PROPOSAL FOR COMMUNITY MENTAL HEALTH PHARMACIST for NMHC Coastal Directorate
WAITING LIST/RELAPSE REDUCTION INITIATIVE
Norfolk Mental Health Care NHS Trust
- Drug therapy is proven to significantly reduce or prevent relapse, shown in many papers e.g. in depression (e.g. Kupfer et al, 1992), schizophrenia (Gilbert et al, 1995) and bipolar mood disorder (e.g. Guscott and Taylor, 1994). Reduction in suicide is proven (e.g. Rutz et al, 1997).
- Drug therapy is essential for long-term maintenance in many service users, and many relapses are due to patients discontinuing drugs (e.g. Baldessarini et al, 1996)
- People will usually only comply with drug therapy if they have a positive attitude towards drugs (Hogan et al, 1983). Failure to comply will result in mental illness recurring and probable relapse or further need for input from the service
- Educating people on drugs is both obvious AND has been shown to improve attitude, compliance and hence reduced psychiatric morbidity and relapse (e.g.

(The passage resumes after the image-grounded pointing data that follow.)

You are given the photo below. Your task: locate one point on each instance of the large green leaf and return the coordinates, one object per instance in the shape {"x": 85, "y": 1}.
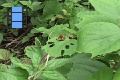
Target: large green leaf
{"x": 51, "y": 8}
{"x": 4, "y": 54}
{"x": 96, "y": 18}
{"x": 66, "y": 47}
{"x": 107, "y": 7}
{"x": 103, "y": 74}
{"x": 53, "y": 75}
{"x": 99, "y": 38}
{"x": 14, "y": 74}
{"x": 117, "y": 75}
{"x": 83, "y": 67}
{"x": 1, "y": 38}
{"x": 55, "y": 63}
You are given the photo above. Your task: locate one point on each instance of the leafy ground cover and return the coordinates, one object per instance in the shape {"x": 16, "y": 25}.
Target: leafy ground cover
{"x": 64, "y": 40}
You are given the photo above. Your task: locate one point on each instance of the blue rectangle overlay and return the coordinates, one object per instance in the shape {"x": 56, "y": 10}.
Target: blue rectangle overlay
{"x": 16, "y": 24}
{"x": 16, "y": 16}
{"x": 16, "y": 9}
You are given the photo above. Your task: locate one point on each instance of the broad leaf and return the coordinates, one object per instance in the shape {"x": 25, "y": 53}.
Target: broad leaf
{"x": 103, "y": 74}
{"x": 99, "y": 38}
{"x": 14, "y": 74}
{"x": 107, "y": 7}
{"x": 1, "y": 38}
{"x": 56, "y": 63}
{"x": 3, "y": 67}
{"x": 117, "y": 75}
{"x": 18, "y": 63}
{"x": 51, "y": 8}
{"x": 34, "y": 53}
{"x": 4, "y": 54}
{"x": 7, "y": 5}
{"x": 53, "y": 75}
{"x": 96, "y": 18}
{"x": 83, "y": 67}
{"x": 56, "y": 48}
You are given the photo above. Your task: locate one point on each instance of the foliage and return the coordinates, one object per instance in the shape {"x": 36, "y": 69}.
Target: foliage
{"x": 74, "y": 40}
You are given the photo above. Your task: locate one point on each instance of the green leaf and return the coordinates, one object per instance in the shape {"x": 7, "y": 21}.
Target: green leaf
{"x": 107, "y": 7}
{"x": 4, "y": 54}
{"x": 36, "y": 5}
{"x": 14, "y": 74}
{"x": 7, "y": 5}
{"x": 53, "y": 75}
{"x": 68, "y": 46}
{"x": 18, "y": 63}
{"x": 95, "y": 18}
{"x": 83, "y": 67}
{"x": 99, "y": 38}
{"x": 117, "y": 75}
{"x": 103, "y": 74}
{"x": 55, "y": 63}
{"x": 34, "y": 52}
{"x": 3, "y": 67}
{"x": 27, "y": 3}
{"x": 1, "y": 38}
{"x": 51, "y": 8}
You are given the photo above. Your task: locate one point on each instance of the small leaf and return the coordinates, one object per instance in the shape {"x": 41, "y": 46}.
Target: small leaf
{"x": 117, "y": 75}
{"x": 3, "y": 67}
{"x": 14, "y": 74}
{"x": 4, "y": 54}
{"x": 34, "y": 53}
{"x": 1, "y": 38}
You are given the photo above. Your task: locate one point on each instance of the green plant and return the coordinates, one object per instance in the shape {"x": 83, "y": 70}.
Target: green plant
{"x": 74, "y": 40}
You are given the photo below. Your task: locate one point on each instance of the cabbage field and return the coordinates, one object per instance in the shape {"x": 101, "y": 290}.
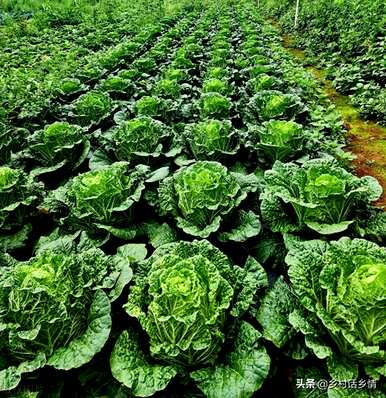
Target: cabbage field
{"x": 180, "y": 215}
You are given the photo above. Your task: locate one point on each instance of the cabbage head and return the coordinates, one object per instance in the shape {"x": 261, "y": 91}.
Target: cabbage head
{"x": 276, "y": 139}
{"x": 19, "y": 197}
{"x": 271, "y": 104}
{"x": 100, "y": 200}
{"x": 211, "y": 139}
{"x": 186, "y": 296}
{"x": 57, "y": 145}
{"x": 199, "y": 196}
{"x": 55, "y": 308}
{"x": 92, "y": 108}
{"x": 214, "y": 105}
{"x": 141, "y": 138}
{"x": 319, "y": 195}
{"x": 341, "y": 292}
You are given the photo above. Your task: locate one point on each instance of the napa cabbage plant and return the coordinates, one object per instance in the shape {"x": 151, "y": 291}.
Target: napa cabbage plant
{"x": 178, "y": 75}
{"x": 117, "y": 85}
{"x": 152, "y": 106}
{"x": 318, "y": 195}
{"x": 264, "y": 82}
{"x": 217, "y": 72}
{"x": 271, "y": 104}
{"x": 214, "y": 105}
{"x": 57, "y": 145}
{"x": 277, "y": 139}
{"x": 137, "y": 140}
{"x": 182, "y": 61}
{"x": 189, "y": 300}
{"x": 145, "y": 65}
{"x": 341, "y": 303}
{"x": 92, "y": 108}
{"x": 19, "y": 197}
{"x": 202, "y": 194}
{"x": 55, "y": 309}
{"x": 100, "y": 200}
{"x": 70, "y": 86}
{"x": 216, "y": 86}
{"x": 211, "y": 139}
{"x": 11, "y": 140}
{"x": 167, "y": 88}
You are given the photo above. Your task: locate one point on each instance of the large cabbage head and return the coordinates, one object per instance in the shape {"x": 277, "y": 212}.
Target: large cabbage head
{"x": 117, "y": 85}
{"x": 59, "y": 142}
{"x": 151, "y": 106}
{"x": 167, "y": 88}
{"x": 200, "y": 195}
{"x": 100, "y": 200}
{"x": 319, "y": 195}
{"x": 341, "y": 288}
{"x": 214, "y": 105}
{"x": 18, "y": 193}
{"x": 216, "y": 86}
{"x": 211, "y": 139}
{"x": 92, "y": 107}
{"x": 141, "y": 136}
{"x": 270, "y": 104}
{"x": 54, "y": 310}
{"x": 184, "y": 294}
{"x": 186, "y": 297}
{"x": 276, "y": 139}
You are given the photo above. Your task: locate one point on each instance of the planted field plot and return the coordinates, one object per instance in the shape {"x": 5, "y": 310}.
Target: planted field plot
{"x": 179, "y": 214}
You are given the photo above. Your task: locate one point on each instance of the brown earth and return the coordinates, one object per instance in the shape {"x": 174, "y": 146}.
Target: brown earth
{"x": 365, "y": 139}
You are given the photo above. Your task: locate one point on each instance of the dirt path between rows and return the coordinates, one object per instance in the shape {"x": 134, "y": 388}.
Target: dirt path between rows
{"x": 366, "y": 139}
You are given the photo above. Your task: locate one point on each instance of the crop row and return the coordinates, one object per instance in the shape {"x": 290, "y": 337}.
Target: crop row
{"x": 187, "y": 225}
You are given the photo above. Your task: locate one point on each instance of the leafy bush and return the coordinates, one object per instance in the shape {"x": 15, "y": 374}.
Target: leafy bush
{"x": 214, "y": 105}
{"x": 211, "y": 140}
{"x": 277, "y": 139}
{"x": 319, "y": 195}
{"x": 19, "y": 194}
{"x": 185, "y": 298}
{"x": 178, "y": 75}
{"x": 117, "y": 84}
{"x": 216, "y": 86}
{"x": 340, "y": 289}
{"x": 167, "y": 88}
{"x": 100, "y": 200}
{"x": 199, "y": 196}
{"x": 270, "y": 104}
{"x": 70, "y": 86}
{"x": 92, "y": 108}
{"x": 55, "y": 308}
{"x": 139, "y": 139}
{"x": 55, "y": 146}
{"x": 151, "y": 106}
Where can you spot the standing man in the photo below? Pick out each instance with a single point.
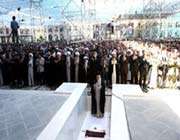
(14, 30)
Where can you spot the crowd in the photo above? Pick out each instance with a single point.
(143, 63)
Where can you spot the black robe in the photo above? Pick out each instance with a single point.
(111, 71)
(102, 99)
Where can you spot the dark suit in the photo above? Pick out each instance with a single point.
(95, 67)
(134, 68)
(123, 69)
(144, 69)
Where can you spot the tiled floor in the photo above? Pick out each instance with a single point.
(151, 119)
(23, 116)
(92, 122)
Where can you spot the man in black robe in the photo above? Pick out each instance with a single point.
(95, 67)
(134, 68)
(124, 68)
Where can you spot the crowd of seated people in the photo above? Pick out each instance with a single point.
(51, 64)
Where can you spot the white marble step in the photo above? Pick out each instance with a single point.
(92, 122)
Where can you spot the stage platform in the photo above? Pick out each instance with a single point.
(139, 116)
(64, 114)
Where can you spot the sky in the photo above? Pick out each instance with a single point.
(105, 9)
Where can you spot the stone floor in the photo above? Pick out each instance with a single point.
(150, 118)
(24, 114)
(92, 122)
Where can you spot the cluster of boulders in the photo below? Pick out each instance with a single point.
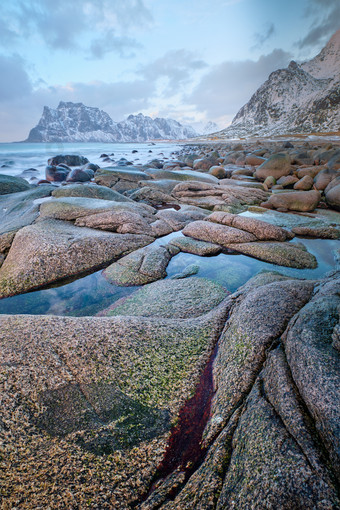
(180, 396)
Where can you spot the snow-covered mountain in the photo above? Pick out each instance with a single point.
(301, 98)
(75, 122)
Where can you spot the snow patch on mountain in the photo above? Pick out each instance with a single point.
(301, 98)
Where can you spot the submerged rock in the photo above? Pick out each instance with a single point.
(173, 298)
(90, 403)
(51, 250)
(9, 184)
(282, 254)
(140, 267)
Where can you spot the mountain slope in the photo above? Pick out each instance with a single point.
(75, 122)
(300, 98)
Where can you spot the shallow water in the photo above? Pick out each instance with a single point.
(93, 293)
(15, 158)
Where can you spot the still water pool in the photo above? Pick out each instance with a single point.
(92, 293)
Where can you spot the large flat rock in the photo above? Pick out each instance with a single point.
(189, 297)
(88, 403)
(51, 250)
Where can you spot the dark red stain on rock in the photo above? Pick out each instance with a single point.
(184, 449)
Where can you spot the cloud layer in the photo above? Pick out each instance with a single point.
(228, 86)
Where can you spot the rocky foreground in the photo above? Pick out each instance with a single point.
(182, 395)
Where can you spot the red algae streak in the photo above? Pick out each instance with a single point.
(184, 449)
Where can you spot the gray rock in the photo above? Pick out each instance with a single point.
(143, 266)
(201, 248)
(278, 165)
(99, 396)
(257, 319)
(315, 365)
(261, 230)
(281, 254)
(19, 209)
(216, 233)
(123, 222)
(295, 201)
(9, 184)
(173, 298)
(89, 191)
(71, 208)
(51, 250)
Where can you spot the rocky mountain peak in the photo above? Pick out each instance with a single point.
(75, 122)
(300, 98)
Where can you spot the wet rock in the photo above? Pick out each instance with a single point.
(89, 191)
(314, 364)
(278, 165)
(218, 171)
(216, 233)
(120, 178)
(282, 254)
(312, 171)
(182, 175)
(80, 175)
(123, 222)
(68, 159)
(143, 266)
(201, 248)
(261, 230)
(288, 180)
(205, 163)
(217, 197)
(9, 184)
(256, 320)
(172, 298)
(56, 173)
(332, 194)
(19, 209)
(71, 208)
(318, 232)
(267, 468)
(323, 178)
(304, 184)
(91, 400)
(254, 160)
(295, 201)
(152, 196)
(51, 250)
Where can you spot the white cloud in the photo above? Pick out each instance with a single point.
(229, 85)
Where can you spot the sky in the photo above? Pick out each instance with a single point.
(191, 60)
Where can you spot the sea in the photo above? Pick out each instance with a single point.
(28, 160)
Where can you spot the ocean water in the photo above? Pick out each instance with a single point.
(17, 158)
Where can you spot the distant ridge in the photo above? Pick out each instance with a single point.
(301, 98)
(75, 122)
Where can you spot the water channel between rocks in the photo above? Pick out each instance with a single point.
(90, 294)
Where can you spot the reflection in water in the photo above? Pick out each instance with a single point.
(92, 293)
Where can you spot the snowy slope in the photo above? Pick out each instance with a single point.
(75, 122)
(300, 98)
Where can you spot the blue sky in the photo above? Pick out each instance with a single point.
(194, 61)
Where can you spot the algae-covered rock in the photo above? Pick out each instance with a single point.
(90, 191)
(51, 250)
(142, 266)
(20, 209)
(9, 184)
(256, 321)
(71, 208)
(282, 254)
(89, 403)
(201, 248)
(216, 233)
(260, 229)
(182, 298)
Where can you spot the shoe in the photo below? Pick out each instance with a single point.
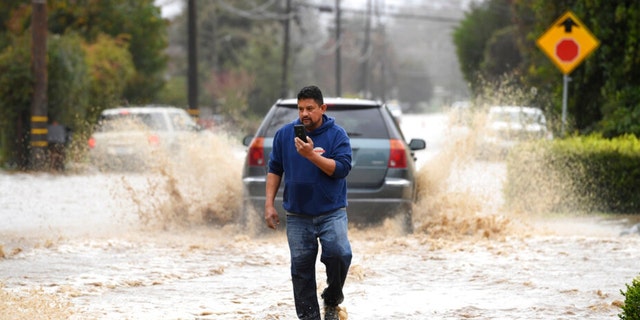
(331, 313)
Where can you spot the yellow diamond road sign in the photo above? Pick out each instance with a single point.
(567, 42)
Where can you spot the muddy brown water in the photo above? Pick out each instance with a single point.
(92, 245)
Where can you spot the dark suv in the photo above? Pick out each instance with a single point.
(381, 183)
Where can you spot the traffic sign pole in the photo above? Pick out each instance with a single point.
(565, 89)
(567, 43)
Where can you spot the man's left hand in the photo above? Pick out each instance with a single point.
(305, 149)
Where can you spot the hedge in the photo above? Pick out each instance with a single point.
(582, 173)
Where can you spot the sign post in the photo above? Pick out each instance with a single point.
(567, 43)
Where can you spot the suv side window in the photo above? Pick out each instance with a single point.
(361, 122)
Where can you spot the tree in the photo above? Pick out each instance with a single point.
(603, 93)
(473, 35)
(137, 22)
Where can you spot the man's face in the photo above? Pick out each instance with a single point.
(310, 113)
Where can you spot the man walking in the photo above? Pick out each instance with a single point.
(315, 200)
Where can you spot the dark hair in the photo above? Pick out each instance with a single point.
(311, 92)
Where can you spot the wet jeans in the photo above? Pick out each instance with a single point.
(303, 233)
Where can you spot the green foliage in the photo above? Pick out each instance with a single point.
(111, 67)
(139, 23)
(587, 173)
(16, 90)
(631, 308)
(68, 88)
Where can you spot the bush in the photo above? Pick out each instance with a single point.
(580, 174)
(631, 308)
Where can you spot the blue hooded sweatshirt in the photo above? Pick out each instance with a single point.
(308, 190)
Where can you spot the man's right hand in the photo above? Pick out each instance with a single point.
(271, 217)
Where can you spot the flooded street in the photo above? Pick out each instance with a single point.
(91, 245)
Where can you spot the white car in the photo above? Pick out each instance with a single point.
(132, 138)
(507, 126)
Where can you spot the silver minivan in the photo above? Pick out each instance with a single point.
(132, 138)
(381, 183)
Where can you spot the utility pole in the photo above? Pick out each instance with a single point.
(285, 51)
(38, 135)
(192, 59)
(364, 67)
(338, 54)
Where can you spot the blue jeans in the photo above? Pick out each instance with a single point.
(303, 233)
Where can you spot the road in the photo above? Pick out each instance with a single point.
(88, 245)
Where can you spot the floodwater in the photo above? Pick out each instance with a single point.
(163, 245)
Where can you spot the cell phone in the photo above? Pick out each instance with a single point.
(300, 132)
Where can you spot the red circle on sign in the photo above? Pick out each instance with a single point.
(567, 50)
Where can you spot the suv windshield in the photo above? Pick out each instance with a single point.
(358, 121)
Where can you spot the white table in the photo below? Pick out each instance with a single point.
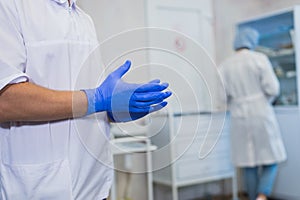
(129, 145)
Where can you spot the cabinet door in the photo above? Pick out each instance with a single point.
(185, 36)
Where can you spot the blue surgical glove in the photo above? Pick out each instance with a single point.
(126, 101)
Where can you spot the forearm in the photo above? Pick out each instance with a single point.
(29, 102)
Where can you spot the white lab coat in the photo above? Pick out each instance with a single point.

Kemp et al, 1996), and that the gains persist over at least six months. 91% of people readmitted to Hellesdon with a relapse or recurrence of depression over a six month period had no idea that continuation of antidepressants would provide significant protection against relapse (Hunter, 1994).
- Access to, and provision of, such education in the past has not occurred on a planned or organised basis e.g. 60% of UK patients treated with drugs for depression did not know what the drugs were for or what they did, the highest percentage of the 6 European countries studied (Lepine et al, 1997). Provision of "generic" information is thus inadequate. There are very many patients both in primary care and secondary care, who have insufficient education about drugs to make appropriate decisions about continuation therapy. Sufficient fundamental knowledge about drug therapy is essential to provide such specialist education.
- Pharmacists are the most appropriate professionals to provide this specialist education about drug therapy. Pharmacists are seen by patients and carers as independent experts on drug therapy and hence more likely to provide better education. Norfolk Mental Health Care NHS Trust Pharmacy has a nationally recognised expertise in this area (e.g. Bazire, 1993, Daly and Bazire, 1996). A "Medication Education" (MedEd) programme, using behavioural and educational techniques, has been developed in Norwich and is run continuously on acute adult wards at Hellesdon.
- The Coastal Directorate catchment area has great pressure on in-patient beds and rural deprivation. The Trust pharmacy World Mental Health Day telephone helpline identified a significant percentage of calls from people in the community not associated directly with the service but with important drug therapy problems. Established services in need of further development and support. Provision of substantially improved drug education and counselling services would improve drug attitudes, improve compliance and reduce relapse rates.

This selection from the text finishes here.